- Date: 9–15 August
- Category: ATP Challenger Tour
- Draw: 32S / 16D
- Surface: Clay
- Location: Prague, Czech Republic
- Venue: TK Sparta Prague

Champions

Singles
- Dalibor Svrčina

Doubles
- Jonáš Forejtek / Michael Vrbenský
- ← 2016 · Sparta Prague Open Challenger · 2022 →

= 2021 TK Sparta Prague Open =

The 2021 TK Sparta Prague Open was a professional tennis tournament played on clay courts. It was part of the 2021 ATP Challenger Tour. It took place in Prague, Czech Republic between 9 and 15 August 2021.

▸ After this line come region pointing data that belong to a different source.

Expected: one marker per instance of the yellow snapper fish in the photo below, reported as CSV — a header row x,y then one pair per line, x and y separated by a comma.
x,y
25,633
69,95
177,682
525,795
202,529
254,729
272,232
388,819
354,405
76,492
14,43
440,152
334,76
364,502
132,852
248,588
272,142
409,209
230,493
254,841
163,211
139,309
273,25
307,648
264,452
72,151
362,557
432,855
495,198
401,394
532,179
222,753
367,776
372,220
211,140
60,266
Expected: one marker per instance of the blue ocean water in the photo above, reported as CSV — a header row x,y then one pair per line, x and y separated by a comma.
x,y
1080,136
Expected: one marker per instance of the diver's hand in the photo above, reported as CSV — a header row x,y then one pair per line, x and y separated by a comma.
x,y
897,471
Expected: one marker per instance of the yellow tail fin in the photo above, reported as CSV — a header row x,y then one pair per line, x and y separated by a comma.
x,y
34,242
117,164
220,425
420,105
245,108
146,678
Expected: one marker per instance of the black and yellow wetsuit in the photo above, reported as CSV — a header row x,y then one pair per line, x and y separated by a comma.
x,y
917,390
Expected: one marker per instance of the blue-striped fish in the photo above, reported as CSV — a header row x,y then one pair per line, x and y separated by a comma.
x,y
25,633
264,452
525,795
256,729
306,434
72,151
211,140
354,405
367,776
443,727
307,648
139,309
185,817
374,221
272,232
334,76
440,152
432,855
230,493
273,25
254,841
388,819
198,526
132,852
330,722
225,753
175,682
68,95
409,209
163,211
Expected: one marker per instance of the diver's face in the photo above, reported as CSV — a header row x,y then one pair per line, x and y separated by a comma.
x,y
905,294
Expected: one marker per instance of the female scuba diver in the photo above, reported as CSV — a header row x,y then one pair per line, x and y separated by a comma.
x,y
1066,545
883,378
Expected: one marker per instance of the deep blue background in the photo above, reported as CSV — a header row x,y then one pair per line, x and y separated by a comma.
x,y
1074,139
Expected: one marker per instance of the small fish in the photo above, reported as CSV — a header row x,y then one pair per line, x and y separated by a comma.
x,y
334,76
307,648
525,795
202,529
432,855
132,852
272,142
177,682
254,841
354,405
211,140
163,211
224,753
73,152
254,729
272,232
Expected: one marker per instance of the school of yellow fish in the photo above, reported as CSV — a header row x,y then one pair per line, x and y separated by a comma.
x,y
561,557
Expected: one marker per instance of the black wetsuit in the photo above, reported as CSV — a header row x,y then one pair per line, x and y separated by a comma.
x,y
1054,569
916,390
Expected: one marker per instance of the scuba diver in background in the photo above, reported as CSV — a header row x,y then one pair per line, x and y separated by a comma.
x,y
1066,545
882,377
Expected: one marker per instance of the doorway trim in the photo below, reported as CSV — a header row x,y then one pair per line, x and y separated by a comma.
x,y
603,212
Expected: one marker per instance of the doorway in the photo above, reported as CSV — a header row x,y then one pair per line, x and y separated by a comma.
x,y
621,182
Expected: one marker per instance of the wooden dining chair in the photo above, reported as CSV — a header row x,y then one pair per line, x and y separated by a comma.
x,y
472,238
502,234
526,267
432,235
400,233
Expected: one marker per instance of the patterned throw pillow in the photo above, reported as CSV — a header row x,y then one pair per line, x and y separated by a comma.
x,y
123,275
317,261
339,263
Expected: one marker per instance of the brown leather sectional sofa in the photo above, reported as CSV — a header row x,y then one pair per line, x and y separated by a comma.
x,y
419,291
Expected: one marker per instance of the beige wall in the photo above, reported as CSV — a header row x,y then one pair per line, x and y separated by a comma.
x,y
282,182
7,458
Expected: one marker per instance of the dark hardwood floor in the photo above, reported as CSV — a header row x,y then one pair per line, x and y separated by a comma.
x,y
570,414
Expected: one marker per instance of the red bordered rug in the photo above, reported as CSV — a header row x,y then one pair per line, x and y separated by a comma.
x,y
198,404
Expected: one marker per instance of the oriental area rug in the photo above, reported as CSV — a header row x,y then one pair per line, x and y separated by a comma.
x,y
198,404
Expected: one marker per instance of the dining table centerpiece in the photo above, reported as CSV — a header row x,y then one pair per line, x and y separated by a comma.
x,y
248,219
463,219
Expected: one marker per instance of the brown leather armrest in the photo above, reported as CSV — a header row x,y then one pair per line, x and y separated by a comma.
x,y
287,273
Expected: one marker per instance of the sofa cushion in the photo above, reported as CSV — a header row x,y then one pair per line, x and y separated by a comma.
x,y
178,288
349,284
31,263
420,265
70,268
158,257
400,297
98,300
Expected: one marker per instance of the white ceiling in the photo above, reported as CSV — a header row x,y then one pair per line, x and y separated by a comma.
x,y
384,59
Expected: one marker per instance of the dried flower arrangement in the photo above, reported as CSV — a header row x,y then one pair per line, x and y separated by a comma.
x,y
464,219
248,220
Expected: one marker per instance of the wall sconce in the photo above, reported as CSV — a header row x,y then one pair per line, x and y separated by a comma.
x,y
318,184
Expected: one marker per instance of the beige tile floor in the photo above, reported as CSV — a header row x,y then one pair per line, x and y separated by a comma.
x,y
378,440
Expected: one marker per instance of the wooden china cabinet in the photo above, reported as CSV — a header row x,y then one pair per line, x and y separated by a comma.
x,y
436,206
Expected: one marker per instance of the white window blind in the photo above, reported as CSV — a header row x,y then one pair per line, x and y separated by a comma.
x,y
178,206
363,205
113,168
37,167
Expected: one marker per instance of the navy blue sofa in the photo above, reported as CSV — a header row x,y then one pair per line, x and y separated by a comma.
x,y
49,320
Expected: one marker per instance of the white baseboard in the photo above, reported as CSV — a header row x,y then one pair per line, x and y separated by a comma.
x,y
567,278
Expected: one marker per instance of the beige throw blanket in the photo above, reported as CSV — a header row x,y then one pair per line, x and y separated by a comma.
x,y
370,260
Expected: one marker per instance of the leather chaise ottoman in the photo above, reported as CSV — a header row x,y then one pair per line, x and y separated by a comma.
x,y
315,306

== Singles main-draw entrants ==
=== Seeds ===

| Country | Player | Rank^{1} | Seed |
|---|---|---|---|
| SRB | Nikola Milojević | 161 | 1 |
| KAZ | Dmitry Popko | 183 | 2 |
| ITA | Lorenzo Giustino | 234 | 3 |
| ARG | Facundo Mena | 254 | 4 |
| CHI | Nicolás Jarry | 263 | 5 |
| ITA | Riccardo Bonadio | 271 | 6 |
| ESP | Adrián Menéndez Maceiras | 287 | 7 |
| CZE | Michael Vrbenský | 288 | 8 |

- ^{1} Rankings as of 2 August 2021.

=== Other entrants ===
The following players received wildcards into the singles main draw:
- USA Toby Kodat
- CZE Martin Krumich
- CZE Dalibor Svrčina

The following player received entry into the singles main draw using a protected ranking:
- AUT Gerald Melzer

The following players received entry from the qualifying draw:
- ITA Franco Agamenone
- BUL Adrian Andreev
- FRA Geoffrey Blancaneaux
- USA Emilio Nava

== Champions ==
=== Singles ===

- CZE Dalibor Svrčina def. KAZ Dmitry Popko 6–0, 7–5.

=== Doubles ===

- CZE Jonáš Forejtek / CZE Michael Vrbenský def. RUS Evgeny Karlovskiy / RUS Evgenii Tiurnev 6–1, 6–4.